Jungkook etrafına bakındı, güzel, yeşil ve ferah ormana. Jimin'le birkaç gün iletişimini kesmişti. Ona evlenme teklifi için en uygun yeri bulmaya çalışmıştı bu süre zarfında. Burada karar kılmıştı. Şatafatlı birşey istemiyordu, ikisi de. Jimin, ona küstüğünü zannedip günlerce kendisini kötü hissetmişti. Şimdi buraya kendisini çağırıp teklifini yapacaktı.
Onu iyi hissettirmek istiyordu. Telefonunu çıkardı ve Namjoon'u aradı. Jimin'e sürpriz olması için onu buraya Namjoon getirecekti.
Jimin telefonunun sesini duyduğu zaman günlerdir çıkmadığı yataktan ilk defa başını kaldırdı. Namjoon hyung'uydu arayan, açmalıydı. Çatallaşmış sesiyle konuştu. Hyung'u hazırlanması gerektiğini, kendisini bir yere götüreceğini söylemişti. İtiraz etme hakkı bile vermeden telefonu kapattı.
Göz devirerek yataktan kalktı. Ne kadar vakti olduğunu bilmiyordu, fakat kesinlikle duşa girmesi gerekiyordu. Hızla bir duş aldı fakat nereye ve nasıl bir yere gideceklerini bilmiyordu. Fakat umrunda değildi.
Gündelik bir parça giydi, pantolon ve gömlek. Makyaj yapmadı. Jungkook istemezdi. O aklına geldiği zaman gözleri doldu. Kendisiyle tek kelime dahi konuşmamıştı bir hafta boyunca. Ne aramalarına ne mesajlarına cevap vermişti.

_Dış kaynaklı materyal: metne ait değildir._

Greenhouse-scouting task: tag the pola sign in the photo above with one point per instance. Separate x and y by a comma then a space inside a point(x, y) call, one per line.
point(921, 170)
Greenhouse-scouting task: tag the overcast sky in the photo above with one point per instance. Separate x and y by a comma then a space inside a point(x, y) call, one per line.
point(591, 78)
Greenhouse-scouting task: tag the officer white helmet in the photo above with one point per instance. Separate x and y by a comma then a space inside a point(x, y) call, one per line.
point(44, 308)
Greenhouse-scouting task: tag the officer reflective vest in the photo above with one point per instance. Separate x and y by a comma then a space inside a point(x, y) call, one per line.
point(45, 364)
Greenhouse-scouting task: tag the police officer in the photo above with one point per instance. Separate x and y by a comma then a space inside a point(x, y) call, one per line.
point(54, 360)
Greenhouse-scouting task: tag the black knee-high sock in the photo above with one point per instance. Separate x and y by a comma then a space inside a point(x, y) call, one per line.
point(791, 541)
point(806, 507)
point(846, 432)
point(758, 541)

Ve bir yerlerde hâlâ onu sevdiğini hissetmek canını yakıyordu.
Namjoon hyung'u geldiğine dair bir mesaj attığında, montunu alıp aşağıya indi. Hyung'u ikisinin durumunu bildiğinden onun yanında rahat davranabiliyordu. Önce hyung'una sarıldı. Ardından arabaya bindiler.
~
Hyung'u ormanlık bir alana doğru sürüyordu fakat Jimin'in anlamadığı şey neden ormana doğru gittikleriydi. Ne işleri olabilirdi ki ormanda?"Hyung, nereye gidiyoruz?"

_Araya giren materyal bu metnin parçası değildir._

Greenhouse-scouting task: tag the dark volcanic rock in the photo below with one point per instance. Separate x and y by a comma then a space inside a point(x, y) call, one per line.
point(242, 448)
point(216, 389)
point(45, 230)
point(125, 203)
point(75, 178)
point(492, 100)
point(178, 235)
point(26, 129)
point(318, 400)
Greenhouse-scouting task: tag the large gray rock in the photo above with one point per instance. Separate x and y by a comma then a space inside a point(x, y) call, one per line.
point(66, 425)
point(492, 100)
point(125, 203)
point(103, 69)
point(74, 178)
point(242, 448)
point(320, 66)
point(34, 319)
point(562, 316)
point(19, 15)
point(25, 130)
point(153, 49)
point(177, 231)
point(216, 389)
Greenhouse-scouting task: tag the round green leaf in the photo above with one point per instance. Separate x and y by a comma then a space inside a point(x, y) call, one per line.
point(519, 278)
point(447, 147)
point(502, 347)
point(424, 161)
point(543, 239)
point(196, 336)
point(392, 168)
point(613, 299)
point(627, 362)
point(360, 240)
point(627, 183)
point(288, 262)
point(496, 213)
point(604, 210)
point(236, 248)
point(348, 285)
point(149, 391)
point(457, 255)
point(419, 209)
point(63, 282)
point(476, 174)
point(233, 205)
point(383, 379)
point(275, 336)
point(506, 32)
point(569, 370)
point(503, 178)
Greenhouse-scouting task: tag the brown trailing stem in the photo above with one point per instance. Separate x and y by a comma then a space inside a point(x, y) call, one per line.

"Jungkook'un seninle konuşmak istediği birşey varmış,benden seni getirmemi rica etti."
Kendisi almaya tenezzül bile etmemişti. Bu kadar kızdıracak veya düşündürecek ne yapmıştı ki?

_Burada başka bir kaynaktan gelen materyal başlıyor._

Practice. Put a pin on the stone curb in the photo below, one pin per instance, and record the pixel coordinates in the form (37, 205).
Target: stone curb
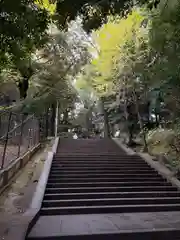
(158, 166)
(32, 214)
(8, 174)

"Buradan sonrasına araba yürümez. İleriye doğru git. Onu göreceksin zaten."
"Peki hyung teşekkürler."
Jimin hyung'unun dediğini yapıp arabadan indi ve tam ileriye doğru yürüdü. İşin garibi yerdeki yapraklar,sanki ona yol göstermek istercesine yerlere serpilmişti. İleride sevgilisini gördüğünde adımlarını hızlandırıp yanına geldi.
"Jungkook..."
Jungkook sevgilisinin sesini duyduğu zaman gelen gülümseme isteğini bastırıp soğukluğunu koruyarak arkasına döndü.
Kendisine umutla bakıyordu.
"Biliyorsun ki bir süredir ilişki içindeyiz. İyi kötü,acı tatlı anılarımız oldu fakat ben artık bu ilişki içinde olmak istemiyorum."
"Jungkook,birşey mi-"
Jungkook miniğinin elini kavradı,cebindeki kutuyu çıkartıp diz çöktü.
"Benimle evlenir misin,bebeğim?"
Miniğinin gözyaşları onayladı bu teklifi. Yüzüğü tombul yüzük parmağına geçirdi,ardından Jimin kutudaki diğer yüzüğü aldı ve Jungkook'un parmağına geçirdi.
"Ben artık Jeon muyum?"
"Evet,sen Jeon'sun. Jeon Jimin."
"Beni o kadar korkuttun ki. Küstün sandım."
Jungkook gülümseyerek bebeğine sarıldı. Çok seviyordu,her şeyden çok. Onun için de Jimin'le konuşmadan geçirdiği bir hafta iyi geçmemişti.
Sesini özlemişti,ellerini tutmayı,en çok da onu öpmeyi.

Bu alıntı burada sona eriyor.